Evet, ilk bölümü dedim. Hayır, bu bir episodik oyun değil. Revolution aslında tek parça olarak çıkması planlanan oyunu Kasım ayında yaptığı sürpriz bir açıklamayla iki bölüm olarak yayınlanacağını duyurdu. İyi haber bölümler arasında pek bekleme süresinin olmayacak olması, çünkü ikinci bölüm Ocak ayında çıkacak. İyimser olmak istiyor ve proje başarıya ulaştıktan sonra insanları çok fazla bekletmemek ve oyunun devamı için sıcak para toplamak adına böyle bir karar verdiklerini düşünmek istiyorum. İkinci bölüm için ekstra para talep etmeyeceklerini söylemeleri de bunun bir göstergesi aslında. Ama doğruyu söylemek gerekirse oyunun yarıda bitmesi ağızda buruk bir tat bırakıyor, keşke Ocak ayında tek oyun şeklinde çıksaydı diye düşünmeden edemiyorum.

İlk oyundaki kafeyi hatırladıysanız doğru yerdesiniz, aferin
George’umuz, Stobbart’ımız bu sefer bir sigorta firmasının müessili rolünde, Nicole’umuz canımız ise yine gazeteci (istikrarlı hatun). Tablonun çalınması George’un işine gelmiyor tabi, sonuçta ortada ödenmesi gereken bir sigorta parası olacak (hoş işlerin pek de öyle olmadığını anlıyoruz kısa zamanda), Nico da sonunda ön sayfaya çıkabilecek bir haber bulmanın sevinciyle karışıyor olaya. Aslında işin içinde gazete olmasaydı da karışırdı Nico, çünkü bu ikiliyi birbirinden ayırmak pek de mümkün değil. Guybrush ve Elaine’den sonra en çok sevdiğim çift bunlar yahu.
Hikaye güzel. İşin içinde yeterince gizem falan var, dolayısıyla bir Broken Sword oyunu oynadığımı hissedebiliyoruz. Hemen övme kısmına giriştim çünkü zayıf yönlerinden daha sonra bahsedeceğim. Oyunun grafiklerinin 2D olması hakikaten büyük bir artı. Karakterler yine tamamen el çizimi değil, üç boyutlu modellenmişler ve elle çizilen iki boyutlu sahnelerin üzerine yerleştirilmişler. Ama bu bile yeterli. Sonuçta 2D grafiklerine alıştığımız bir oyun serisini tamamen 3D ortamda görmek bende tuhaf bir soğuma hissi uyandırıyor. Nedeni 2D’nin adventure türüne inanılmaz yakıştığını düşünmem de olabilir, gereğinden fazla klasikçi olmam da. Bir de işin içine üçüncü boyut girince nedense Broken Sword’da daha önce görmediğimiz QTE (quick time event), kutu itme kısımları gibi saçma şeylerle de karşılaşmıştık. Neyse ki tüm bunlardan da kurtulmuş bir oyun Serpent’s Curse.

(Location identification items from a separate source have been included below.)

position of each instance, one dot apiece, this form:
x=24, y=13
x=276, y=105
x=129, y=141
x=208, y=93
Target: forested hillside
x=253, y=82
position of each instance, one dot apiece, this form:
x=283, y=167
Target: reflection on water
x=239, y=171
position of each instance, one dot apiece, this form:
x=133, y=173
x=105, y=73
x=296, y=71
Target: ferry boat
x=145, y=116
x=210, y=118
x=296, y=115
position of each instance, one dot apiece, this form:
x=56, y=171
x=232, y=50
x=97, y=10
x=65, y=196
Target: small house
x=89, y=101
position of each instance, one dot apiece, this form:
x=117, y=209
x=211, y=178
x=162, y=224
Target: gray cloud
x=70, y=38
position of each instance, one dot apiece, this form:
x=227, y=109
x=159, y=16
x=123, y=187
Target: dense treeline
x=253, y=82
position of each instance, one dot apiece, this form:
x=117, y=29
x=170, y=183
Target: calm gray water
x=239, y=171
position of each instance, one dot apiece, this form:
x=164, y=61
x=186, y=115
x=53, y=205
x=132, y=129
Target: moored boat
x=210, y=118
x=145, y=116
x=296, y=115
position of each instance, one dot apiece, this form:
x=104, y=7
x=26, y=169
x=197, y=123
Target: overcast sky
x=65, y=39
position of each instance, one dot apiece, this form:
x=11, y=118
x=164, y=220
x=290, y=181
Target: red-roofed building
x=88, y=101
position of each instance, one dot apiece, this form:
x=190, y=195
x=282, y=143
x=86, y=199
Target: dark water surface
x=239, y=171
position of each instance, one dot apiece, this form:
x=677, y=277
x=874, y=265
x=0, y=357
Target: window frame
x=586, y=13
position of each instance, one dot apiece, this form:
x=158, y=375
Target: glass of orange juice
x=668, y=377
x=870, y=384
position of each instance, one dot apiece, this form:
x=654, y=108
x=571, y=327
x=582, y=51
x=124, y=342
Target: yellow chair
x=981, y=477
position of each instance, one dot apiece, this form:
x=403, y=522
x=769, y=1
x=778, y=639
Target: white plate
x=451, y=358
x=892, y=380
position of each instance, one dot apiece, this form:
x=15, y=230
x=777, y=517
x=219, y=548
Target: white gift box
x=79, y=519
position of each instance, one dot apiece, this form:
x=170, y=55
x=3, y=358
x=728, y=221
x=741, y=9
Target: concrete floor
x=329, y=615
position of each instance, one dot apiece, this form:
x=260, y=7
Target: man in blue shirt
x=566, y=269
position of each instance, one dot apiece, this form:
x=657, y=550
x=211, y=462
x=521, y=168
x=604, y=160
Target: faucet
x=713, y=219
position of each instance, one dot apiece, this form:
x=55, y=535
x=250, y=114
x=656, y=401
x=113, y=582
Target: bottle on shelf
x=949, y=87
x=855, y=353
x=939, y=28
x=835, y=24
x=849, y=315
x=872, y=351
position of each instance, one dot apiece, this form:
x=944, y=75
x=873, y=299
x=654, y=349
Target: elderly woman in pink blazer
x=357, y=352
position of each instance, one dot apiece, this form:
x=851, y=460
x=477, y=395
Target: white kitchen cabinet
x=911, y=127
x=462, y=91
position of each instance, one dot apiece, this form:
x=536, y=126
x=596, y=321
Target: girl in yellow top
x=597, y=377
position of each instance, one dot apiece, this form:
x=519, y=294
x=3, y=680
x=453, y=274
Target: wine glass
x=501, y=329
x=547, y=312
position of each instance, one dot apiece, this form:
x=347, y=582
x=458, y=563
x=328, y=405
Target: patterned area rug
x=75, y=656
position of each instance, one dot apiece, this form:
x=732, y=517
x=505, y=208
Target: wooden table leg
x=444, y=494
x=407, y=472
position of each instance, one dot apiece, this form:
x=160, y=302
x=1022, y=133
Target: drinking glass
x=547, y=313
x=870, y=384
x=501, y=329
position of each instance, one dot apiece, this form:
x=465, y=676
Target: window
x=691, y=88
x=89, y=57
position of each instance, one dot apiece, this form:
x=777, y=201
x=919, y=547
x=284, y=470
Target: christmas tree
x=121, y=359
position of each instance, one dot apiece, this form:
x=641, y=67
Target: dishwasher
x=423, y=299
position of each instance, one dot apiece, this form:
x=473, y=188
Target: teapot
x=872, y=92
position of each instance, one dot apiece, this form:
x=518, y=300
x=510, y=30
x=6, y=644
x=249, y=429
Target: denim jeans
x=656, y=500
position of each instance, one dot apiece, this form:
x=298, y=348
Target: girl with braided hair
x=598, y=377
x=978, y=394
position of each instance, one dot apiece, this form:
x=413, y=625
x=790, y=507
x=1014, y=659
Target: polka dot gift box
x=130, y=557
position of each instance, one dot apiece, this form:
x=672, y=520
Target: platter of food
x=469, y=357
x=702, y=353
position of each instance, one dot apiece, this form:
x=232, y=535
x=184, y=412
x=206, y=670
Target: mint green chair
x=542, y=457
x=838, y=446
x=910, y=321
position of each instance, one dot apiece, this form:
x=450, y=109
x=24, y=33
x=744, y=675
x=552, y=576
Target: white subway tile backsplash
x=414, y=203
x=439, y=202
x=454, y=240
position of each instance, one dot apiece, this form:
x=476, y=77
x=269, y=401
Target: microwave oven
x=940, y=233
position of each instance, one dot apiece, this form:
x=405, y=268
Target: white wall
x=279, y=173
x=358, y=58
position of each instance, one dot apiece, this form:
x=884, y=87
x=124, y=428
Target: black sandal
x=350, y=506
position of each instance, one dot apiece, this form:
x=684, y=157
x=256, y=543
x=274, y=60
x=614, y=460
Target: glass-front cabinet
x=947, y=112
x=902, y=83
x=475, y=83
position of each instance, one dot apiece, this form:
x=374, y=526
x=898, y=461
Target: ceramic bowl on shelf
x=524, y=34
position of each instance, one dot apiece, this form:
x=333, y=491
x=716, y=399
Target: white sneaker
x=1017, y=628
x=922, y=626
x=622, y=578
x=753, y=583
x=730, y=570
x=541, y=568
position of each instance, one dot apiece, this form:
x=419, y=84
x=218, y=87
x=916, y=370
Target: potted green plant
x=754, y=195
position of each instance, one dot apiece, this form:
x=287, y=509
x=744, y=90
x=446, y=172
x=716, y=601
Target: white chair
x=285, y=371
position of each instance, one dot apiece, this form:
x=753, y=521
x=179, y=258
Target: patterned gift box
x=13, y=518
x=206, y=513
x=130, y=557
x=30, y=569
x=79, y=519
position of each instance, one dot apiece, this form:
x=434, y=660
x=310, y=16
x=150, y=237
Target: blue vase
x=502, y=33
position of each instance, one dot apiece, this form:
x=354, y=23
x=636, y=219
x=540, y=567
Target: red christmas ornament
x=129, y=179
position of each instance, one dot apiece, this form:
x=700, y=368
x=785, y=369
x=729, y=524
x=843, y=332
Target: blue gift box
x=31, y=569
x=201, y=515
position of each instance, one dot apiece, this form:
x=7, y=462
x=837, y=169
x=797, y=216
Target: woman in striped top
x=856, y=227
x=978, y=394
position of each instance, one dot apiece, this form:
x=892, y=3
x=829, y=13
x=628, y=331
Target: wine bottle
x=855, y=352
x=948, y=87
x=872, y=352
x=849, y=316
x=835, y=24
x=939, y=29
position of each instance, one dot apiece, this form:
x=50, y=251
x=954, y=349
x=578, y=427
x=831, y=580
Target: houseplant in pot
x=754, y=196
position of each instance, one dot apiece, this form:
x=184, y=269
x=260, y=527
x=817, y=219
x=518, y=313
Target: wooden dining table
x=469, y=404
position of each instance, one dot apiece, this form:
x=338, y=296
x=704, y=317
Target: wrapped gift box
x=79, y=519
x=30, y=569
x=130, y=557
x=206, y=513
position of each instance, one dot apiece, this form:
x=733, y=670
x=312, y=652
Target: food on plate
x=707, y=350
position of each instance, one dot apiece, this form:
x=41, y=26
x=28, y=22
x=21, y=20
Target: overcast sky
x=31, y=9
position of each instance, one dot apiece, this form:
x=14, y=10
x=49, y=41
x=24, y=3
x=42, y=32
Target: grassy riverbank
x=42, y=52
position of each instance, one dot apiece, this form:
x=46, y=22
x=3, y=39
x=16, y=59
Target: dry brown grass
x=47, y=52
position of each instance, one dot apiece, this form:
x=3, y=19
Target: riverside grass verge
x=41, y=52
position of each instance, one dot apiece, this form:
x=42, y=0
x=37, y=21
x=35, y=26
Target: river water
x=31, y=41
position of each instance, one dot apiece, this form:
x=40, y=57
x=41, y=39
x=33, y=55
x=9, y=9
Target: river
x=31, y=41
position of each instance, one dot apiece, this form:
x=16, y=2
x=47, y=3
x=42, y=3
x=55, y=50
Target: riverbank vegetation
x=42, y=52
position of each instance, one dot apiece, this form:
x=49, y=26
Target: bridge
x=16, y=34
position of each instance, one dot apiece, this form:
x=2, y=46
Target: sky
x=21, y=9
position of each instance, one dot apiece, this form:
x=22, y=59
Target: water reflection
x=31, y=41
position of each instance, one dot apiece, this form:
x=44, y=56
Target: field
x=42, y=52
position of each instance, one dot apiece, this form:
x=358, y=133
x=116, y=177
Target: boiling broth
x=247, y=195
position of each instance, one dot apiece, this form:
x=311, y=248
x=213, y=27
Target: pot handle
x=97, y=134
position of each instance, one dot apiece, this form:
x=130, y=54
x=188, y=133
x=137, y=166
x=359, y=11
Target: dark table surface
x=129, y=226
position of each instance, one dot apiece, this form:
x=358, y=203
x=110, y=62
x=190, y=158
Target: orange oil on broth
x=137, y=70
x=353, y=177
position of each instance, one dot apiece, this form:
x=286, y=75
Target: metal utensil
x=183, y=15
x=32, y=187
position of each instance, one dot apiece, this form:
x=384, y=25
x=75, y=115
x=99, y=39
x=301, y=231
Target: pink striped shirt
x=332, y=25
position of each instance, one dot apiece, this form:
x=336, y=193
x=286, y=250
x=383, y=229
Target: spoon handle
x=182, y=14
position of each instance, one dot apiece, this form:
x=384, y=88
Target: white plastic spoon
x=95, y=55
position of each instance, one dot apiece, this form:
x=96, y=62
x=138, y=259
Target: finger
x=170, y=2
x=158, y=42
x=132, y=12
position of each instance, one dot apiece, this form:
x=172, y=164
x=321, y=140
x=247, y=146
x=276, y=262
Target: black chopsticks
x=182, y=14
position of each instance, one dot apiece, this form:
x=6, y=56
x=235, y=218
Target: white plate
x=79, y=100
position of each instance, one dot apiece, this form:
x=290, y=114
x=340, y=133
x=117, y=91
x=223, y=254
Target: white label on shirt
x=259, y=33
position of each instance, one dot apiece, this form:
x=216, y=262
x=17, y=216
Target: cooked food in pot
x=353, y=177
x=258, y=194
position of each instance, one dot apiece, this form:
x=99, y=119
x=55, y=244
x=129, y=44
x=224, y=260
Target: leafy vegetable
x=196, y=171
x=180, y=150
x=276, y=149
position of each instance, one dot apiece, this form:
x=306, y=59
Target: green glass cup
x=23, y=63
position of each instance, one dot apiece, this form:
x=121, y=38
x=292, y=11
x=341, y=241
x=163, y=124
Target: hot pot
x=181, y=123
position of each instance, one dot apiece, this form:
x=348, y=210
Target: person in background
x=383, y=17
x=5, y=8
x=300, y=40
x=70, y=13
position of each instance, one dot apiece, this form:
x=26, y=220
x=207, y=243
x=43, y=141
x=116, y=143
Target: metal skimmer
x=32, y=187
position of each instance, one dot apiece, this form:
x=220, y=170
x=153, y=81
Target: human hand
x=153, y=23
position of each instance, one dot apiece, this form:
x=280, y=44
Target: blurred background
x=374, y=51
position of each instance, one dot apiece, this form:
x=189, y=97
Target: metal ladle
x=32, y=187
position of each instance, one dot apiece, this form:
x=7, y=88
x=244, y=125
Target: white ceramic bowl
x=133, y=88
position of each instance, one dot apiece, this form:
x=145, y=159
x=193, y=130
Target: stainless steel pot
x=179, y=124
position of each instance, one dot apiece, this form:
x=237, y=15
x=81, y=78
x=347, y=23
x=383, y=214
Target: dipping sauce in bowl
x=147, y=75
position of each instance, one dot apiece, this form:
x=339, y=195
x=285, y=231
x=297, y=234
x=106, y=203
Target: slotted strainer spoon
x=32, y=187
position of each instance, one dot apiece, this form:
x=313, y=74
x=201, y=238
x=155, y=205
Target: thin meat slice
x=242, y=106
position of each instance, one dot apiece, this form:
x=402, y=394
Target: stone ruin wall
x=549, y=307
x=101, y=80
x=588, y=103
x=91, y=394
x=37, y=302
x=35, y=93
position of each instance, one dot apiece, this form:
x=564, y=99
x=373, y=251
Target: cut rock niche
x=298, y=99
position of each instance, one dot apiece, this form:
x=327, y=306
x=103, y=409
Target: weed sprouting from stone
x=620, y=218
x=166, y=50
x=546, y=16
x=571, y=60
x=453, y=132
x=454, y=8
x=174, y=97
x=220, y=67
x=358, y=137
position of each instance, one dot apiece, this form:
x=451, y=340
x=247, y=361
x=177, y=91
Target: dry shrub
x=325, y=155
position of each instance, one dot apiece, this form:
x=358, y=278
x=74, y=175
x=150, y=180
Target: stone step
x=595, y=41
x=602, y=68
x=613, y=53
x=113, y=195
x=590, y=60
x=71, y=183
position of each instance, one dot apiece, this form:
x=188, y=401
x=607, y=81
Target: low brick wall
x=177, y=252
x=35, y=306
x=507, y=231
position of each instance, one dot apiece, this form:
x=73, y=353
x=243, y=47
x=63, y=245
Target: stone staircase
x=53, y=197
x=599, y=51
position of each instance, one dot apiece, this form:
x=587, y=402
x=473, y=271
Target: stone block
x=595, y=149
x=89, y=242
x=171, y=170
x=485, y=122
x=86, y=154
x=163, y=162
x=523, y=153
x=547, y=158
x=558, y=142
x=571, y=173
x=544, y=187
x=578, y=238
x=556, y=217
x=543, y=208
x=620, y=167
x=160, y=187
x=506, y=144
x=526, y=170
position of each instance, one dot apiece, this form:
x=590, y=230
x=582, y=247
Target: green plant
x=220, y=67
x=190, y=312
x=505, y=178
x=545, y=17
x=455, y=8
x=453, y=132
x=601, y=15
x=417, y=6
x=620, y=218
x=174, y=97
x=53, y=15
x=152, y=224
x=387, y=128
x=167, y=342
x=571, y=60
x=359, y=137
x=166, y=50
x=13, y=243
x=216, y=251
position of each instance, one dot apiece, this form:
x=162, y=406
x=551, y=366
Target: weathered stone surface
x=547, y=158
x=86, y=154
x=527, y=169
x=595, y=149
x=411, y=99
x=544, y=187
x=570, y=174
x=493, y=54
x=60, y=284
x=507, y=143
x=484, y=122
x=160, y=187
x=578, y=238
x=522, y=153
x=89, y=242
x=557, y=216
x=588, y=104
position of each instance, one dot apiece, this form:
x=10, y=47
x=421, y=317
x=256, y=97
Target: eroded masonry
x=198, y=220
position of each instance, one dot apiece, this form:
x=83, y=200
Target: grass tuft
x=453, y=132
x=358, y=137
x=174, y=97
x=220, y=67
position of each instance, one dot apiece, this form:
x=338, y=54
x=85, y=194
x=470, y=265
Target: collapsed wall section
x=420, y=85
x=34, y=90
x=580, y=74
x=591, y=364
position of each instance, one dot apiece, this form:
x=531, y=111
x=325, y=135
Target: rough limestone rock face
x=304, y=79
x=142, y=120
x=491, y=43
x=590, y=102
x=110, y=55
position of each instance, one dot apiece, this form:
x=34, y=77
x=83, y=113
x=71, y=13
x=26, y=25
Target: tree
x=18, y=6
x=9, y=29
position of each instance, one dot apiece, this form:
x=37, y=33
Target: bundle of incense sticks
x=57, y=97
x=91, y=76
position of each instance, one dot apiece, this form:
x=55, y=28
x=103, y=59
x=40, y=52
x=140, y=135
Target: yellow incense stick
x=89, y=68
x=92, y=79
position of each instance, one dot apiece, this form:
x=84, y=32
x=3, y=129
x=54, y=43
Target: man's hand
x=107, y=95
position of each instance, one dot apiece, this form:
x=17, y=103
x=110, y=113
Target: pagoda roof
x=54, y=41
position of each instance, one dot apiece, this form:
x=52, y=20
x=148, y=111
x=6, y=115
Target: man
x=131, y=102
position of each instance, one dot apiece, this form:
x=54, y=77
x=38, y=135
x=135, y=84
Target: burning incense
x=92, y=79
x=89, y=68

He George he, trafik vızır vızır, ortalık da insandan geçilmiyor. He.
Daha çok Nicole istiyoruz, yoksa rehine ölür
Oyuna George’u yöneterek başlasak da Nicole’e geçmemiz hiç de uzun sürmüyor. Oyun boyunca sıklıkla ikili arasında geçişler yapıyor ve hırsızlığın ve tablonun ardındaki sırrı birlikte çözmeye çalışıyoruz. Her ne kadar aralarında bu oyun itibariyle romantik bir ilişki olmasa da aralarında güçlü bir bağ olduğunu görebiliyoruz. Bu iki karakterin birbirinden çok fazla ayrı düşmemesini, sürekli iletişim halinde olmalarını seviyorum ben. Tabi karakterler arasında geçişi de istediğimiz zaman yapamıyoruz, oyunda belli noktalara geldiğimizde bu geçiş otomatik olarak yapılıyor ve kontrol ettiğimiz karakterin sekansını tamamlamaya çalışıyoruz. Zaten artık Day of the Tentacle şaheseri gibi karakter geçişinin de bulmacanın parçalarından biri olduğu oyunlarla pek karşılaşmıyoruz ama neyse, buna da şükür :)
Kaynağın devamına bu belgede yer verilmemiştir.